Sorrow & Yearning--what are they?
Day 25: Sorrow and Yearning: They are Different
We ache for words to fit our experiences. And we also ache for our experiences to be understood in simple terms, especially when our capacity is already so limited. And yet our language has still not evolved enough to simply encapsulate grief in a matter of a few words. Rather, it takes paragraphs, imagery, metaphors, novels, memoirs, and poetry anthologies to even begin to touch this ache for our grief to be seen and witnessed in word form.
With that said, I still attempt to figure out what words fit and what words don’t. Having people feel these words out doesn’t solve their grief, however it can provide a way to continue to be an observer of our own experience and to be in relationship with the grief, each of which will help grief evolve and change.

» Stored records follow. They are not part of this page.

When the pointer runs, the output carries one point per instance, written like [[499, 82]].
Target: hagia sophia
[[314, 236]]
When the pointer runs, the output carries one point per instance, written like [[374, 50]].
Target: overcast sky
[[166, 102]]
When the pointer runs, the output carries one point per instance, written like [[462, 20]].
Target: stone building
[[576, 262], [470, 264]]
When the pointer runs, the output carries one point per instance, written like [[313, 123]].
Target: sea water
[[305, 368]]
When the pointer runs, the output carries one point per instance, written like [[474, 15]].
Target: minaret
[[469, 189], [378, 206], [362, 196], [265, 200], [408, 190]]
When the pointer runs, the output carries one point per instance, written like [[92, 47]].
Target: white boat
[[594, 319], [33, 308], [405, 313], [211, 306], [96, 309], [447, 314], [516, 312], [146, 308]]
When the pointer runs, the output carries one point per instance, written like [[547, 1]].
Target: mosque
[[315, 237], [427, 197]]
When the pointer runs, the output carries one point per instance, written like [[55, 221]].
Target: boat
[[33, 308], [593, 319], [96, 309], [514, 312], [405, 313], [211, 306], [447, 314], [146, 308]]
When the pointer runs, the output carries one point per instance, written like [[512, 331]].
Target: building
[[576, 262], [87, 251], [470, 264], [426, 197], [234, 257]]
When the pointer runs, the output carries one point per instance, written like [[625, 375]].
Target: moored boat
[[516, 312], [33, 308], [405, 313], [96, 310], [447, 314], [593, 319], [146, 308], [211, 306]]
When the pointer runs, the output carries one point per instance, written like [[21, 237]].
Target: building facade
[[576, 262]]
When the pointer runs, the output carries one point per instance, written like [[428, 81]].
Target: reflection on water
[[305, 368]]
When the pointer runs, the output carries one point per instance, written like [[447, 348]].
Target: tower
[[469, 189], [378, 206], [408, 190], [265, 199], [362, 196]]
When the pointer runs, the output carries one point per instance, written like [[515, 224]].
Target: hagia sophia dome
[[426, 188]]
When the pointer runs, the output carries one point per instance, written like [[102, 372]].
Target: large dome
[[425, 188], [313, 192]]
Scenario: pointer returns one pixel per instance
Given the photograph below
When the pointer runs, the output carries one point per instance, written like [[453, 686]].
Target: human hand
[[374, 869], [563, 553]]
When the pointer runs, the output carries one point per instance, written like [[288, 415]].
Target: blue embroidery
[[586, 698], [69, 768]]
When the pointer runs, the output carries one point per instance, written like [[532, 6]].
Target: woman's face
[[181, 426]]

Yearning is that visceral ache for your person, for your former life, for how things could have been. Yearning in bereavement tends to be very acute for more sustained periods in the beginning. I do not actually believe yearning ever ceases. I do believe that the acuity of it, as well as the sustained nature shifts—perhaps towards something more akin to nostalgia.
Sorrow, or the deep sadness, tends to follow the experience of yearning. Sorrow is the balm for the visceral ache of yearning, which allows these aches to evolve one day into a softer version of yearning, perhaps best described as nostalgia.
Find the words, the images, the poems, and the paragraphs that fit for you. And throw out the ones that don’t. This is your experience. This belongs to you.